Lola was widowed in her mid-fifties. She and Uma, and her unmarried daughter, Lucía, and my father, Antonio, moved to Miramar a few years after that. To a house on the very edge of civilization.

11. Then my dad met my mom. He met her through a psychic he used to visit regularly, a woman who claimed to have intimate connections with the spirit world. My mom and her family were not at all interested in psychic mediums or the spirit world, but they had a neighbor who knew someone who knew the medium, and somehow, in the weird way these things sometimes happen, my mom and dad were introduced to each other through her.

Louis XVI recognized Marie Antoinette the minute he laid eyes on her, and he began to court her furiously. She was not too interested at first. But slowly the persuasive woman was persuaded. Louis XVI wouldn't take no for an answer. This is what can happen when a man thinks he has met the woman who has been his soul mate for thousands and thousands of lifetimes.

He did outrageous things, such as stand outside her house with flowers in his hand for hours and hours. In the hot sun. In pouring rain. He used whatever intermediaries and advocates he could find. He sent letters. Presents. And he stood outside her door until she caved in. They started seeing each other, with chaperones of course, as was the Cuban custom, and before long, my mom fell in love with King Louis, in spite of the fact that she thought that all of this reincarnation stuff was utter nonsense. Non–Marie Antoinette she was to herself, Marie Antoinette to him. Non–Louis XVI he was to her, Louis XVI to himself.
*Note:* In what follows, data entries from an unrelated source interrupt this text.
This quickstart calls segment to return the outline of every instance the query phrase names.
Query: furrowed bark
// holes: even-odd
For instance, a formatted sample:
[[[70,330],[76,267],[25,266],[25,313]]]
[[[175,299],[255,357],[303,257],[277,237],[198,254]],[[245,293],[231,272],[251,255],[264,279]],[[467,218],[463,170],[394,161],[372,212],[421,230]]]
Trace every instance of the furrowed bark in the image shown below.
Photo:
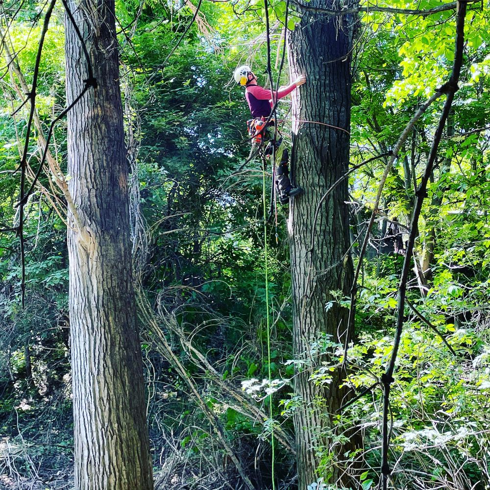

Dad was also twelve years older than Mom and not exactly the best-looking man in Havana. Whereas, if you had stood my mom next to Rita Hayworth in 1944, you would have been forced to say that Rita just didn't measure up. Although my mom did have one bad leg and Rita didn't. Still, in spite of every glaring difference between them, in spite of my mom's leg, and all the odds stacked against this pairing, my parents got married.

King Louis brought Marie Antoinette to live in that house in Miramar. Brought her there to share the house with his mother, his aunt, and his sister. The neighbors took bets on how long the marriage would last. No one bet on more than one year. And no one won.

12. Sometime in the 1930s, a Jewish refugee fleeing from the Nazis landed in Havana. He had been wise enough to see what was looming on the horizon and had managed to escape with his whole family and several valuable works of art. Strapped for cash in a strange tropical land, this refugee sold off the art piece by piece. Much to his dismay, most of the items sold for a fraction of their real value. Havana during the Depression was not a good place in which to market works of art. Unlucky refugee.

One day, while scouring antique shops in Havana, trying to find more objects with which to fill up that house into which he would bring my mother, Louis XVI found a portrait he immediately recognized. A thrilling find. It was none other than Empress Maria Theresa of Austria. The painting was a bargain. A steal, practically. The shop owner had bought it from another dealer, who had bought it from the Jewish refugee for a pittance and was selling it for not much more than he himself had paid for it. About one hundred pesos. Nobody wanted that portrait. Such a dour-looking woman. Maybe she cussed out all potential buyers, telepathically, scaring them away.

Louis XVI purchased the portrait gleefully and hung it in a place of honor. The portrait of his mother-in law.

Empress Maria Theresa of Austria, you see, was Marie Antoinette's mother.

Lucky Dad. Unlucky me.

Coño. Qué mierda.

What were the odds of a portrait of Empress Maria Theresa of Austria ending up in the hands of a man who claimed to have been her son-in-law in a former life? What were the odds that this strange man and the portrait would have crossed paths in Havana, of all places?